Ava looked up, her lips parted in a little put-on half-smile. “Damn right, it’s not; this is time travel. And I have every intention of joining you on that Tempor-thingamajiggy—”
“Temporatus,” he replied stiffly.
“Yeah, that’s it. It takes two, right?” She nodded briskly. “Well, either this is for real or you are having a psychotic break of epic proportions. In which case, I may have to protect myself with this Swiss Army knife.”
“You think I’m suffering from psychosis?”
She stopped stuffing her bag and stood with her hands on her hips. “Honestly, I have no idea. It could very likely be me. Either way, you’re not disappearing on me.”
Odell looked at her for a few seconds tightlipped before stating the obvious, “You’re black.”
“Last time I looked, yeah.”
“Well, this may be Philadelphia we’re talking about, but slavery was legal and practiced throughout pre-revolutionary America, even in the northern colonies.”

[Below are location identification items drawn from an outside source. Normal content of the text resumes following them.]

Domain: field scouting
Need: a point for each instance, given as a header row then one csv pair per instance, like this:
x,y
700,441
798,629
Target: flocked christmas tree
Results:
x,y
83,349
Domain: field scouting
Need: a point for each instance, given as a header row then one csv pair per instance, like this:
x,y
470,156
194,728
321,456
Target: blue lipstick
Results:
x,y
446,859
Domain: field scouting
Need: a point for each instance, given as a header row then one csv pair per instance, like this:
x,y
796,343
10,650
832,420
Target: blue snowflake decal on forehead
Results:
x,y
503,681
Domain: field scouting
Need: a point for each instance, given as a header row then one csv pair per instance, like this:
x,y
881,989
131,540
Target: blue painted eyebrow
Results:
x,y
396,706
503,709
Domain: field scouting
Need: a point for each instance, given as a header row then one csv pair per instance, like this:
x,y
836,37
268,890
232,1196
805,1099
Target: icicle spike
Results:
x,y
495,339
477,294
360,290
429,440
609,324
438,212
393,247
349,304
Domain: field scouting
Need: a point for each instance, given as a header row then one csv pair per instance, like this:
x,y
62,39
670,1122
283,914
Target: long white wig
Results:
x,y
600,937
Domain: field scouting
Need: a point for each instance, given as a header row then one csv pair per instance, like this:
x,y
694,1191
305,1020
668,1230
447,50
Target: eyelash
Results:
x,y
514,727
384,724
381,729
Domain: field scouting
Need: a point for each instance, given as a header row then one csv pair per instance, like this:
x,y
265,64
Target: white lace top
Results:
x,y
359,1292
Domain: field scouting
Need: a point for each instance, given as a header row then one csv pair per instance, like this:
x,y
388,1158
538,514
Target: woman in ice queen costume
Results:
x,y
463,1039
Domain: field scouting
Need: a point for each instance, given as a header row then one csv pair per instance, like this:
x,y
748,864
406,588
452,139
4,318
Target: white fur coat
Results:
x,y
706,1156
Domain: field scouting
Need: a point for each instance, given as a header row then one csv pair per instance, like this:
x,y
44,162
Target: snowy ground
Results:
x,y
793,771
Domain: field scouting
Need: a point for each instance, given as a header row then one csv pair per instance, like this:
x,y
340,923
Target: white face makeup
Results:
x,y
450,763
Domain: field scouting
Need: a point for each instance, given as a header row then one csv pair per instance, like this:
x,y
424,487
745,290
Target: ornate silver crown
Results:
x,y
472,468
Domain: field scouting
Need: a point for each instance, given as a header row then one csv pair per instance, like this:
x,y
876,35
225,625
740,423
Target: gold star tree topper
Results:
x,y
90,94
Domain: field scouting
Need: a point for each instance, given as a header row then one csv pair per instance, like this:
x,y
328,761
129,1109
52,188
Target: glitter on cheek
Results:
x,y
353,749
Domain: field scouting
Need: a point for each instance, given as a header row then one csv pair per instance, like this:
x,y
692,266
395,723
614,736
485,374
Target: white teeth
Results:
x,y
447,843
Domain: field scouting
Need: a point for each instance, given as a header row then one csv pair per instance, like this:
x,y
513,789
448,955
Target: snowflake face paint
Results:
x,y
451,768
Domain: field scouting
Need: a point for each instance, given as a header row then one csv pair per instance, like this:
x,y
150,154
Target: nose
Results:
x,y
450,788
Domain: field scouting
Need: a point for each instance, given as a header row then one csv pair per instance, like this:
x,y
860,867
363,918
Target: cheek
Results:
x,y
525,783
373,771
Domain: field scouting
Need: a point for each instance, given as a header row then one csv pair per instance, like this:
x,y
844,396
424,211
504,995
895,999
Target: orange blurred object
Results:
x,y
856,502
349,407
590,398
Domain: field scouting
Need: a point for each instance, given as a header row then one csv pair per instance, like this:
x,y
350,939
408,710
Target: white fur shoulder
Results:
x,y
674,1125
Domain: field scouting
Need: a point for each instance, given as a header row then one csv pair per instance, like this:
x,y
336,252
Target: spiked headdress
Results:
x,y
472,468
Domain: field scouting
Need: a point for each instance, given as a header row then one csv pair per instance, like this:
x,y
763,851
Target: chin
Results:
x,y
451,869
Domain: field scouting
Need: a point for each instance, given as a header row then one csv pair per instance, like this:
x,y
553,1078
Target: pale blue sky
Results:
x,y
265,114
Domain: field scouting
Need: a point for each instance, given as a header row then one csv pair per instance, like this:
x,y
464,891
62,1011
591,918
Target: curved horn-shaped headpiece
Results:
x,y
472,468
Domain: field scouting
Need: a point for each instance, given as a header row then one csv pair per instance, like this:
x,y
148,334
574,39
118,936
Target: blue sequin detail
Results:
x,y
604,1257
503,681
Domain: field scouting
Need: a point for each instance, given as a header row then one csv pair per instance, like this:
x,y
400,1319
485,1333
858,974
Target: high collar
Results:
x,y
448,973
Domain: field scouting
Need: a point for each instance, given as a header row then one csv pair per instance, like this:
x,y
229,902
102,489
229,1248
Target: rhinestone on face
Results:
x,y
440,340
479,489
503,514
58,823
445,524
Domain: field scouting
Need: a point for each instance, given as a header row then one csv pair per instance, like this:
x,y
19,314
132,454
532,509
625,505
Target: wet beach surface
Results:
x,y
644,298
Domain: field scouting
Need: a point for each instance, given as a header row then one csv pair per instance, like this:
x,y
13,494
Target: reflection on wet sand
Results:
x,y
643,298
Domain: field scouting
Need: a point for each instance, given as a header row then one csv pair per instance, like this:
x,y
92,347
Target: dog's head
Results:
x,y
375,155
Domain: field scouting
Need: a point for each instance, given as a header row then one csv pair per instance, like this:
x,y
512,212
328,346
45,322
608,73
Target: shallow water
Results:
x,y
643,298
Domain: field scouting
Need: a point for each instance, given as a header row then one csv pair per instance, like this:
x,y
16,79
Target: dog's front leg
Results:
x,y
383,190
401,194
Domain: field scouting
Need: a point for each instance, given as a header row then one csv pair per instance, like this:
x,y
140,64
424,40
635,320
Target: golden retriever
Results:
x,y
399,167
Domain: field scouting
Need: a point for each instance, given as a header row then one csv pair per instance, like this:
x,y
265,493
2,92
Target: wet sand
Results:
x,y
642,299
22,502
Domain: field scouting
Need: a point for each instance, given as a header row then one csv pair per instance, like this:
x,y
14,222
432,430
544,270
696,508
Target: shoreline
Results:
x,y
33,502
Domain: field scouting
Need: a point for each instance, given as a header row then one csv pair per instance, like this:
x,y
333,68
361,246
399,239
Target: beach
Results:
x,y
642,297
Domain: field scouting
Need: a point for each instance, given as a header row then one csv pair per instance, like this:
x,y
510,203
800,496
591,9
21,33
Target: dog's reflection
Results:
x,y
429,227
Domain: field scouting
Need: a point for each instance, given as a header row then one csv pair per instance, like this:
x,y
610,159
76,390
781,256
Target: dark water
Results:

“So, we’ll just pretend I’m your slave.”
“You know this may surprise you, Dr. Washington—white man, that I am!” he burst out. “But I have no desire for a slave, real or pretend. And I don’t think I’m going to have the time or energy to protect you from those who do!”
“And this may surprise you, Dr. Speex!” she countered angrily. “But I’ve had to develop some pretty innovative survival skills, this country not quite being the post-racial utopia some seem to think it. I assure you, I can take care of myself!” She took a deep breath and said more evenly, “I may even be of some help.”

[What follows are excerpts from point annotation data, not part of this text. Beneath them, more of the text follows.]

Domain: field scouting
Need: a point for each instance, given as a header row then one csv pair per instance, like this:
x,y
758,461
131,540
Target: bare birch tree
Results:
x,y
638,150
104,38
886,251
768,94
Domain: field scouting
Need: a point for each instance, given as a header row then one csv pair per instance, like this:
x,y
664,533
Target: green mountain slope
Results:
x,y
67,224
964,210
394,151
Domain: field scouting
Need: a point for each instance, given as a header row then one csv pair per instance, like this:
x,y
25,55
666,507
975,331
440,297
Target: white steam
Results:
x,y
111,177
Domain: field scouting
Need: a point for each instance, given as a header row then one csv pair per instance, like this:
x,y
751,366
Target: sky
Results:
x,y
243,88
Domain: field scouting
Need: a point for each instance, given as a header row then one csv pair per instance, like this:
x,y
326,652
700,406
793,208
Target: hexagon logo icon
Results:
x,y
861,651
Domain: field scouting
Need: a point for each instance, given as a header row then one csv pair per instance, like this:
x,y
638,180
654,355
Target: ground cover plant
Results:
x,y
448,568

He turned away from her and walked over to the opposite wall, running his hands through his hair. Finally, he heaved a dramatic sigh and pulled a beautiful crystalline object from a chain under his shirt. He punched several keys.
The air around them crackled with electricity and a cool wind swept through the room. Ava had to squint, because it looked like e
very particle of light was bursting around her. The brightness eventually faded, drawing back to reveal a sleek, metallic object that looked like nothing so much as some futuristic design of an aerodynamic motorcycle. A small machine, the seat was barely large enough to carry two. Its surface gleamed with a high polish and seemed to pulsate with liquid movement.
“Son of a bitch,” whispered Ava.
Odell had the good grace not to look smug.
*
A wet nose touched Ettie’s face, and she opened her eyes to the pit bull’s concerned yellow gaze. Beatrix sat on the floor next to the bed, one paw resting on the cover. Ettie dropped a light kiss on the dog’s head as she slipped quietly out of bed and walked down the steps to the foyer.
Ettie hadn’t needed Bea to let her know someone was at the door. She had heard the soft knock. She opened it to find a petite Indian woman standing in the hallway with a large manila envelope in her hands.
“Odette Speex?”
Ettie was modestly clothed in a pair of old gray gym shorts and a faded blue ribbed tank top. Still, she felt ill at ease meeting a stranger in her nightclothes.
“Yes,” she replied.
“I’m Sameena, a student of your brother’s.”
Ettie breathed a sigh of relief. She hadn’t seen Odell since the night of their mother’s murder, and the police were becoming increasingly suspicious, particularly Detective Hamilton.
“Did he send you?” she asked and then stepping back, invited her in. “Won’t you come in and have a cup of coffee or something?”
“Yes, he did send me, and no thanks, I can’t come in,” Sameena replied. “The police have this building under surveillance. It’s just lucky happenstance that I have a friend who lives here. The doorman waved me through, but I don’t want them to find me here.”
She handed Ettie the package and turned to go.
“Wait! Is he okay? Did he tell you anything?”
Ettie looked so worried that Sameena stopped and, brushing thick black hair back from her face, sighed, “Listen, I really can’t be found here. I don’t want to have to explain to the police how or where I got that package, but Odell was fine when I saw him yesterday afternoon. He looked tired, but otherwise okay. He really told me nothing, just to give you that.” She nodded at the envelope in Ettie’s hand, smiled, and left.